Mais si l'on dit que même à l'entrée de la tombe, la porte est ouverte au repentir, à plus forte raison pour celui qui a eu des regrets toute sa vie. Mes actions prouvent suffisamment mes intentions. Vous savez ce que j'ai entrepris pour le bien de la communauté. J'ai mis en péril mes biens, ma vie, pour vous sauver de l'exil et de la destruction. Mon Créateur sait ce que j'ai souffert dans mon corps, combien de larmes j'ai versées, combien de jeunes j'ai fait, combien de mortifications je me suis imposées pour pardonner la faute que j'ai commise en cédant aux passions de mon cœur et aux envies de mes yeux.
Mes frères, participez à ma tristesse et implorez pour moi la miséricorde du D.ieu clément et patient qu'il pardonne à un pécheur comme moi qui revient de tout son cœur.
Mes frères, je vous en supplie, veillez à ce que l'on dise Kaddich chaque année pour l'élévation de mon âme."
L'assemblée était sidérée et certains versaient des larmes. Avant même que le 'Hazan ait le temps de commencer Kol Nidreï, Chnéour tint à marque l'acceptation de la Royauté Divine en s'écriant "Chéma Israël Ado-naï Elo-hènou Ado-naï E'had" et mourut devant toute l'assemblée.
Emus, les membres de la communauté acceptèrent avec l'accord du Rav et des dirigeants de la ville que chaque année, à dater de ce Yom Kippour, on dirait Kaddich pour l'élévation de l'âme de Chnéour.

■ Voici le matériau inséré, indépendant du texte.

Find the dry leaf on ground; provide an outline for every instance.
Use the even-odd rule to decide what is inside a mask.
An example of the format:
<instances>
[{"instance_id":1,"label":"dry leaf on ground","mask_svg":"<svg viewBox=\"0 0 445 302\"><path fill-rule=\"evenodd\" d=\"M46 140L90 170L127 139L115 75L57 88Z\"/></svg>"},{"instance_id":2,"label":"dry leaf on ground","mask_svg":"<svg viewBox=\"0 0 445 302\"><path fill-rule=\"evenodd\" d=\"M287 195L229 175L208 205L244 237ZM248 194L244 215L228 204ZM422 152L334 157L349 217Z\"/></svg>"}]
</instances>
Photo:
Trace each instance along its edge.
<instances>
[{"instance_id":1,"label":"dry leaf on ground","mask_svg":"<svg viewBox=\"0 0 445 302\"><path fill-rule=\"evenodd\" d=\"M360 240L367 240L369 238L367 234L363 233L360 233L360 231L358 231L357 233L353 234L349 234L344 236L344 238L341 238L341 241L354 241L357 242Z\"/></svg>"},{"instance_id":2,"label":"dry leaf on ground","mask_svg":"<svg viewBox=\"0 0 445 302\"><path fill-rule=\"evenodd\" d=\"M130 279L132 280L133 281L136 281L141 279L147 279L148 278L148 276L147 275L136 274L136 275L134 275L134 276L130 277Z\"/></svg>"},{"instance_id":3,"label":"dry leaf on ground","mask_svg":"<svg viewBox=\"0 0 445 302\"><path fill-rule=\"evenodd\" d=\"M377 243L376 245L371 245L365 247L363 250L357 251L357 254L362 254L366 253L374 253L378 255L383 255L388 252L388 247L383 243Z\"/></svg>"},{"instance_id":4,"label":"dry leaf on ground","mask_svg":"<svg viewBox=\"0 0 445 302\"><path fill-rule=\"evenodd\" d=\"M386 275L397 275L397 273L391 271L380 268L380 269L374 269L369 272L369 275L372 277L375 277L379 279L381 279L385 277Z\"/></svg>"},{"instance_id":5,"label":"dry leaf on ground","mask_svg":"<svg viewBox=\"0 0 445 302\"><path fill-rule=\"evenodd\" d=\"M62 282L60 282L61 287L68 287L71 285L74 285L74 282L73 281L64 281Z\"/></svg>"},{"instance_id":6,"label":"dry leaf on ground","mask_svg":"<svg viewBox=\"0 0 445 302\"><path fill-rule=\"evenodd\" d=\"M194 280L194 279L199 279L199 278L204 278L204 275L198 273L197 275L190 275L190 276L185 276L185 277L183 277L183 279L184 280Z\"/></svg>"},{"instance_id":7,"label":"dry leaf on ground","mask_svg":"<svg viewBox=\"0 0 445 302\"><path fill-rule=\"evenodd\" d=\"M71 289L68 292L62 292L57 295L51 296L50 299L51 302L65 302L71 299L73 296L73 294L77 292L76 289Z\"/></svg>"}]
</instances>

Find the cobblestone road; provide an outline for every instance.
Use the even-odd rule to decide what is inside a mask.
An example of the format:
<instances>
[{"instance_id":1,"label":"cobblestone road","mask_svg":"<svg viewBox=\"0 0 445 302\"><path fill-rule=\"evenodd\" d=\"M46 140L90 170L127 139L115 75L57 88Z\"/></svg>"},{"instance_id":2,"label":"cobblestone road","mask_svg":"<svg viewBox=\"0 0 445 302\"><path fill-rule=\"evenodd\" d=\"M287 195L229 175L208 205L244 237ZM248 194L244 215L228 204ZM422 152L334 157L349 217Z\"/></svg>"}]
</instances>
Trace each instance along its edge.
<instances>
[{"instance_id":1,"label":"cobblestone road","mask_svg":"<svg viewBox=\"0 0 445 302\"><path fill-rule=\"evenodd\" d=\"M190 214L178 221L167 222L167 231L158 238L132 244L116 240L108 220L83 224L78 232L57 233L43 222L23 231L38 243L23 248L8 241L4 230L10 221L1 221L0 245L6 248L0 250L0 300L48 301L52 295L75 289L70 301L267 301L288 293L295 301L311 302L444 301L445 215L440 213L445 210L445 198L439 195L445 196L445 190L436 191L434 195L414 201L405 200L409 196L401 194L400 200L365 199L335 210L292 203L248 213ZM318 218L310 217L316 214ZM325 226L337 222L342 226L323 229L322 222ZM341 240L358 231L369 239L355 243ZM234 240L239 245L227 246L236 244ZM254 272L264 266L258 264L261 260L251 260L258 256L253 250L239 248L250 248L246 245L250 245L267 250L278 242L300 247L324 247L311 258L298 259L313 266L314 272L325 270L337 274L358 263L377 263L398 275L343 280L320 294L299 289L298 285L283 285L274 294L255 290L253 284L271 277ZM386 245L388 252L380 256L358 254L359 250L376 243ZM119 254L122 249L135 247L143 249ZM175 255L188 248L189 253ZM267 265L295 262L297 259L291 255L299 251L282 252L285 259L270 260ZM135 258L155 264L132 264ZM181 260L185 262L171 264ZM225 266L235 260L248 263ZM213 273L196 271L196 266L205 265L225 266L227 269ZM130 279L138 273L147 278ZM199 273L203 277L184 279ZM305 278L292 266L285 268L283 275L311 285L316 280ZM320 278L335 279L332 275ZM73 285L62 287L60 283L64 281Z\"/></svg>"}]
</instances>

De nombreuses années plus tard, lorsque l'auteur du "Chaaréi Ephraïm" prit la direction spirituelle de la communauté, il s'étonna de cet usage de réciter Kaddich juste avant le Kol Nidréï, et une fois mis au courant il prit ainsi la coutume d'étudier la Michna "Chivat Yamim kodem Yom Hakippourim" (sept jours avant Yom Kippour…) qui commence par la lettre Chin comme Chnéour, puis de réciter Kaddich.